RIYADH: The extended five-hour meeting between US President George Bush and the Saudi Crown Prince Abdullah will have a lasting impact on the overall state of relationship between the United States and its friends in the Arab world. It was crucial in many ways.
Although no immediate answers to the issues afflicting the relationship between the sole superpower and Saudi Arabia were available immediately after the meeting, yet analysts in the region realize that any outcome of the meeting could only be evident in the days and weeks ahead.
The meeting was not planned to be a media sensation by any means. It was targeted at somehow tackling the decades old difficult Palestine issue.
Many here say the result of the meeting will have to be observed in terms of noticeable changes in US perceptions and policy, in the coming days, vis-a-vis the Palestinians and the Palestinian Authority. That was the major objective of Prince Abdullah to try and convince the US to even-handed in its approach.
Indeed at the end of the meeting, some positive signals were already there. Apart from the body language of the two leaders, which appeared positive and the relationship between the two leaders cosy, declarations were made in public with the US asking for complete Israeli withdrawal from the West Bank, including Ramallah and Bethlehem.
On the other the Saudi Crown Prince assured the American leadership of no intention to use oil as a weapon against the US and its allies. This was apparently to prove the Arabs are responsible people and are ready to take into account the requirements and the priorities of the world in its decisions.

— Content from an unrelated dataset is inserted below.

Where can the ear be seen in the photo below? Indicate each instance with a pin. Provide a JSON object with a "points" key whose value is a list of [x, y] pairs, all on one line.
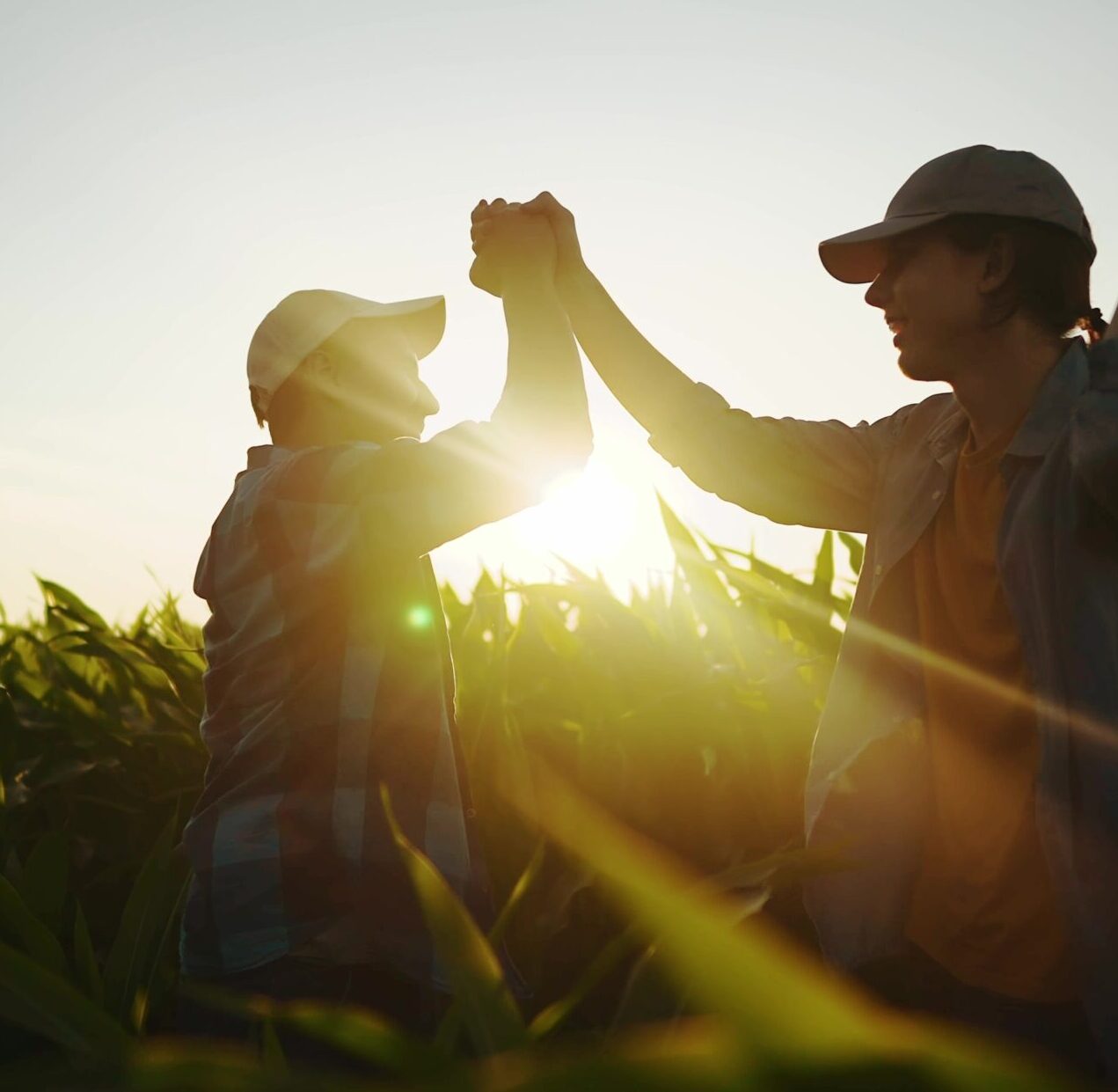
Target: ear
{"points": [[997, 263]]}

Prince Abdullah indeed travelled to the US with a difficult draft. He was expected to do some plain talking and convey the real mood of the region towards the US, because of its policies on the Palestinian-Israel issue, which is increasingly being perceived here as biased in favour of the Jewish state.
Many including Prince Abdullah knew it fairly well that the tilt towards Israel, not only hurts the Palestinians and the Arabs as a whole, rather it also imperils the long term interests of the US in the region. This is what he is believed to have plainly told his Texas audience.
The two sides were indeed very conscious of the importance of the meeting, the first between the two leaders. In fact, Saudi Crown Prince Abdullah last year had decided to cancel his scheduled visit to the US because of the US policies and perceptions on the Arab-Israel issue.
Prince Abdullah had gone to the US with two specific objectives. On political front he wanted to convey to the President the seething rage on the Arab streets against Israel and the US.
The other apparent objective of Prince Abdullah’s visit was to give a fillip to the ongoing discussions between the Saudi negotiating team and the global energy giants on the 25 billion dollars Saudi gas initiative.
Crown Prince Abdullah, the Saudi delegation accompanying him and global energy luminaries are to attend a Saudi Aramco dinner on Saturday. It was during a similar invitation to the global energy leaders during Prince Abdullah’s last visit to the US, that the 25 billion dollars Saudi gas initiative was launched, offering the global energy majors a stake in the Saudi gas reserves.
The initiative which took, with great enthusiasm from both sides appear to have bogged down in recent months, for ‘political considerations’, western media has been saying in recent months.
After the Texas meeting President Bush is indeed more aware of the sensitivities of the Arab and the Muslim world on the issue. It has also once again underlined the long-lasting relationship between the two states. At least that is what one gathers in the immediate aftermath of the meeting between the two leaders in Texas.